Le chroniqueur Yves Boisvert propose que la justice puisse décerner des certificats d'illégalité aux hors-la-loi notoires que sont les Hells Angels. À son avis, c'est «simple, juridiquement solide, socialement utile, policièrement pertinent et, en plus, populaire.» Va pour l'argument de la popularité. Pour le reste, l'argumentaire porte à faux.

De l'aveu même d'un policier spécialisé en la matière, la visibilité des Hells facilite la collecte de renseignements. Les mariages, les funérailles, les expéditions de moto, le va-et-vient aux bunkers permettent aux escouades policières d'enrichir l'album de famille.

 

Certes, les policiers n'ont jamais eu besoin de voir et revoir des images de Mom Boucher en costume de motard pour soupçonner qu'il était un mauvais garçon. Cependant, c'est toujours utile de pouvoir repérer et identifier les sympathisants des Hells, les apprentis et les hommes de main, y compris leur escorte. Après avoir décapité la pieuvre, les policiers ont grand intérêt à connaître la relève.

Les listes noires

Inspiré par la loi antiterroriste, Yves Boisvert propose l'adoption d'une loi permettant à un juge de déclarer une organisation illégale. En somme, la justice dresserait une liste noire des hors-la-loi. Il s'agit d'un doublon puisque des jugements ont déjà reconnu que des membres des Hells constituaient une organisation criminelle.

Quelle est donc l'utilité de cette démarche? Au lendemain d'une déclaration judiciaire incriminant tous ceux qui affichent les couleurs des Hells Angels, parions que les motards vont changer d'appellation. Ça pourrait être les Black Angels. La palette des couleurs est large. Chaque déclaration judiciaire subséquente interdisant une appellation serait peut-être suivie d'une nouvelle appellation. Ce jeu du chat et de la souris ne servirait en rien l'administration de la justice.

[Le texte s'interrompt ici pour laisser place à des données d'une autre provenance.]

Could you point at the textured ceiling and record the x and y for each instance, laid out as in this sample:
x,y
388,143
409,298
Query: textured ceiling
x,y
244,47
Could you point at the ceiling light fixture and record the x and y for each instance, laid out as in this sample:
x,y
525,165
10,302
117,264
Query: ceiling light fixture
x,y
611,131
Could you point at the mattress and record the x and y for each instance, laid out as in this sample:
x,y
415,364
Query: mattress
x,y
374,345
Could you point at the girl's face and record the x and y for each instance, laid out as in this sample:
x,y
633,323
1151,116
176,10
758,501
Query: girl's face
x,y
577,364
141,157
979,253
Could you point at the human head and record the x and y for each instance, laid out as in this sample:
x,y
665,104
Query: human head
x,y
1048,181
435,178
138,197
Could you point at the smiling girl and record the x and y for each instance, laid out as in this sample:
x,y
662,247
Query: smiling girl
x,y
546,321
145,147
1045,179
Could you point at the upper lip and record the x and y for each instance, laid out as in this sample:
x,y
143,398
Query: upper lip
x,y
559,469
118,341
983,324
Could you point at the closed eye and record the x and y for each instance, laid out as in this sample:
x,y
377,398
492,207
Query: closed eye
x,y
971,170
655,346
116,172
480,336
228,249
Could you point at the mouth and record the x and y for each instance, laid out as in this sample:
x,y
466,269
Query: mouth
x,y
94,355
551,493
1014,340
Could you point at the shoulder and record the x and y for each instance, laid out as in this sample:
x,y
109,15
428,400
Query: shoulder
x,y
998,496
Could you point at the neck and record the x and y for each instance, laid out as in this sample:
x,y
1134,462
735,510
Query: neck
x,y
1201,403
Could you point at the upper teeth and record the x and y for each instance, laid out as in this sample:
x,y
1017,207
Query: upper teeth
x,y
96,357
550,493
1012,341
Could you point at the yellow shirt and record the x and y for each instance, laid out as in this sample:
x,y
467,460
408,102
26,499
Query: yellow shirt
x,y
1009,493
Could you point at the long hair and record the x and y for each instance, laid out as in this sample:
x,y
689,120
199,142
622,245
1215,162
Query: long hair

Quant à la saisie et la confiscation des produits de la criminalité, les forces policières ont à leur disposition des pouvoirs dont ils font usage sans ménagement. À ce jour, les policiers ont souvent soustrait aux Hells la partie visible et palpable de leurs gains illégaux. Pour le reste, une liste noire ne permettrait pas d'en faire davantage à ce chapitre.

À propos de la rafle policière survenue pendant la crise d'Octobre en 1970, Yves Boisvert estime que le «problème n'est pas dans la déclaration d'illégalité: il est dans le fait qu'on avait suspendu les libertés civiles...» Minute! La liste noire dressée par les forces policières visait les «sympathisants» du FLQ, au même titre que les principaux acteurs de l'organisation terroriste. L'abus fut rendu possible par la discrétion reconnue aux policiers de décider qui était un «sympathisant». Ce dérapage n'a rien à voir avec la suspension des libertés civiles et de l'habeas corpus.

Si la proposition formulée par Yves Boisvert devait être envisagée par le législateur, il y aurait lieu d'être inquiet. La technique des listes noires permet parfois des dénis de justice. La déveine du citoyen canadien d'origine soudanaise Abousfian Abdelrazik en témoigne. Sorti de prison, sans jamais avoir été jugé, ce malheureux réside à l'ambassade canadienne au Soudan depuis un an. Son nom figure sur une liste d'interdiction de vol de l'ONU. La Canada a tenté sans succès, en 2007, de faire biffer son nom.

Curieusement, le ministre des Affaires étrangères Lawrence Cannon refuse de lui donner un passeport, au motif que cet homme pose un risque pour la sécurité nationale. Pourtant, la GRC et le Service canadien de renseignement (SCRS) ont indiqué que rien ne permettait d'associer Abdelrazik à des activités criminelles.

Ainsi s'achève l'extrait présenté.